What is Snapchat used for? Snapchat is a multimedia messaging app used by over 400 million people daily. Using Snapchat for business means reaching 13-to-34-year-olds through Stories, Spotlight, AR Lenses, and Snap Ads. This guide covers key features, UK demographics, and how Snapchat compares to TikTok and Instagram for reaching younger audiences.

What is Snapchat used for? That question gets asked a lot, and the answer has changed significantly since the app launched in 2011. Snapchat started as a photo-sharing tool where messages disappeared after viewing. In 2026, it’s a multimedia platform used for messaging, short-form video, augmented reality marketing, content discovery, and paid advertising — with over 400 million daily active users globally.

For UK business owners, the more useful question is whether Snapchat is worth using for your specific audience. The answer is yes — but only if your customers are under 35. Over 90% of Snapchat’s daily users are aged 13 to 24, and the 18-to-34 bracket is the most commercially active. If that’s your market, using Snapchat as part of your social media marketing strategy gives you access to a highly engaged audience at a lower cost per impression than most competing platforms.

ProfileTree, the Belfast-based digital marketing agency, has worked with SMEs across Northern Ireland and the UK on social media strategy for over a decade. This guide draws on that experience to explain what Snapchat is used for most, which features matter for business, and how it compares to TikTok and Instagram for reaching younger UK audiences. If you want to explore what a structured approach to digital marketing tools looks like for your business, the sections below cover the practical details.

Key Takeaways

  • Snapchat is used mostly by 13-to-24-year-olds; over 90% of daily users fall in this bracket in the UK
  • The platform’s most-used features for businesses are Stories, Spotlight, AR Lenses, and Snap Ads
  • Using Snapchat for location-based marketing is one of its clearest advantages — Geofilters and Snap Map give businesses tools that TikTok and Instagram don’t match
  • Snap Ads typically cost less per thousand impressions than Meta for the under-25 segment
  • Snapchat suits hospitality, retail, events, fashion, and education brands; it’s a poor fit for B2B or audiences over 40
  • This article focuses on the full platform overview; the location-specific AR tools are covered in detail on the Snapchat geofilter page

What Is Snapchat?

Snapchat is a multimedia messaging app created by Evan Spiegel, Bobby Murphy, and Reggie Brown while studying at Stanford University. It launched in 2011 with a single distinguishing idea: content should disappear after being viewed. That concept remains central to how people use it today, though the platform has expanded well beyond it.

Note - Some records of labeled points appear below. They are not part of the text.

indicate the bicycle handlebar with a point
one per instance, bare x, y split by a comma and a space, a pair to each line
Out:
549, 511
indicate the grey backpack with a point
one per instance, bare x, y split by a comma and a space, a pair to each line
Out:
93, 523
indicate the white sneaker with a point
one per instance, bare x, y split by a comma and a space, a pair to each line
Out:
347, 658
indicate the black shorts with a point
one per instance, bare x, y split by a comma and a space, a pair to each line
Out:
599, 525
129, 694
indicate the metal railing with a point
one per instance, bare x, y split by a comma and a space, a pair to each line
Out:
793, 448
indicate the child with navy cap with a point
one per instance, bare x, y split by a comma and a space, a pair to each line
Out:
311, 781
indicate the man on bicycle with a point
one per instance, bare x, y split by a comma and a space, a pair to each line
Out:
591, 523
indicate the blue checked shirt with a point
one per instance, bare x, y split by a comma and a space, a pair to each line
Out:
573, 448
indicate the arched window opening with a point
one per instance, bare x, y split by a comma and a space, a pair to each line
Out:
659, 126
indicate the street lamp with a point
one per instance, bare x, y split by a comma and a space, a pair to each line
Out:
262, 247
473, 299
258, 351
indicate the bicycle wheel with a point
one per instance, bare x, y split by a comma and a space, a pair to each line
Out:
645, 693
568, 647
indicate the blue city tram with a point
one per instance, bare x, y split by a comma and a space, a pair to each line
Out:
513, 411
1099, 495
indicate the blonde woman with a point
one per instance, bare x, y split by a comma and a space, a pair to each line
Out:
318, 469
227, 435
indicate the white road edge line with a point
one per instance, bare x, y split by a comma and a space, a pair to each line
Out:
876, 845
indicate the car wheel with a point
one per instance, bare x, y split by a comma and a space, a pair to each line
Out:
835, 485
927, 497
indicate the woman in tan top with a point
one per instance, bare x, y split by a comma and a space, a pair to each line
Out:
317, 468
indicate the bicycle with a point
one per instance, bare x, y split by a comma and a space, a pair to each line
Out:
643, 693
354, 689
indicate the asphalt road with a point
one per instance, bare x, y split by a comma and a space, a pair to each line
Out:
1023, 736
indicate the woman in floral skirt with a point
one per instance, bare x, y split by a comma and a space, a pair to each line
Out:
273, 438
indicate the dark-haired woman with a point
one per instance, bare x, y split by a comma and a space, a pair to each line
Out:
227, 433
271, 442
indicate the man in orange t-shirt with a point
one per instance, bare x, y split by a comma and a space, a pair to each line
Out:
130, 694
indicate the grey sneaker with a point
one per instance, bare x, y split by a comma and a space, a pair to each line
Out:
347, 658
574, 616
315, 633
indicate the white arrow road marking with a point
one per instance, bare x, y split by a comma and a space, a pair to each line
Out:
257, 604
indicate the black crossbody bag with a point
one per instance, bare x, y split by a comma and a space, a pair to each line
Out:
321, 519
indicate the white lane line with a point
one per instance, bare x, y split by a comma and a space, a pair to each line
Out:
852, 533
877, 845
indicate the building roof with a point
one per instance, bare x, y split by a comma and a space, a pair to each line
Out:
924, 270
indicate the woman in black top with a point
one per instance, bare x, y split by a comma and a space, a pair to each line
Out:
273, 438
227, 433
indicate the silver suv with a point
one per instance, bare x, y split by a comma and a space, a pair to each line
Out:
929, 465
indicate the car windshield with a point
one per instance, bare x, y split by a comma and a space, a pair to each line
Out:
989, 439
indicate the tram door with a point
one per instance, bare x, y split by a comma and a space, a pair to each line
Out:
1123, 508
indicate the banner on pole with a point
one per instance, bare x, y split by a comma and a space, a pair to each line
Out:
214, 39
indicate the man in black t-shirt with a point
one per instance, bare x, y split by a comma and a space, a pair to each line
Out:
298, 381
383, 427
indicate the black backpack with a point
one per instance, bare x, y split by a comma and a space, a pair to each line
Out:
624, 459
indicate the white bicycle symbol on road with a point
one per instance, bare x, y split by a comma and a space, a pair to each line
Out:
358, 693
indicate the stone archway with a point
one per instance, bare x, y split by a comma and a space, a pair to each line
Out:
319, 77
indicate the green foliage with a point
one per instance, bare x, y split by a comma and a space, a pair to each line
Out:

A Snap — the platform’s core unit — is a photo or video that can be set to disappear after up to 10 seconds. Beyond individual Snaps, the platform includes Stories (content visible for 24 hours), Spotlight (a discovery feed of short-form videos), Snap Map (location-based content sharing), and a growing suite of augmented reality tools. By 2025, Snapchat had over 400 million daily active users, with more than 6 billion AR Lens interactions recorded every day.

What sets Snapchat apart from other social platforms is the combination of its AR capabilities, its disappearing-content model, and its messaging-first design. Users open the app an average of more than 30 times per day — a frequency that reflects how central it is to daily communication for its core demographic. For businesses thinking about content creation for younger audiences, the platform rewards authenticity and consistency over production value.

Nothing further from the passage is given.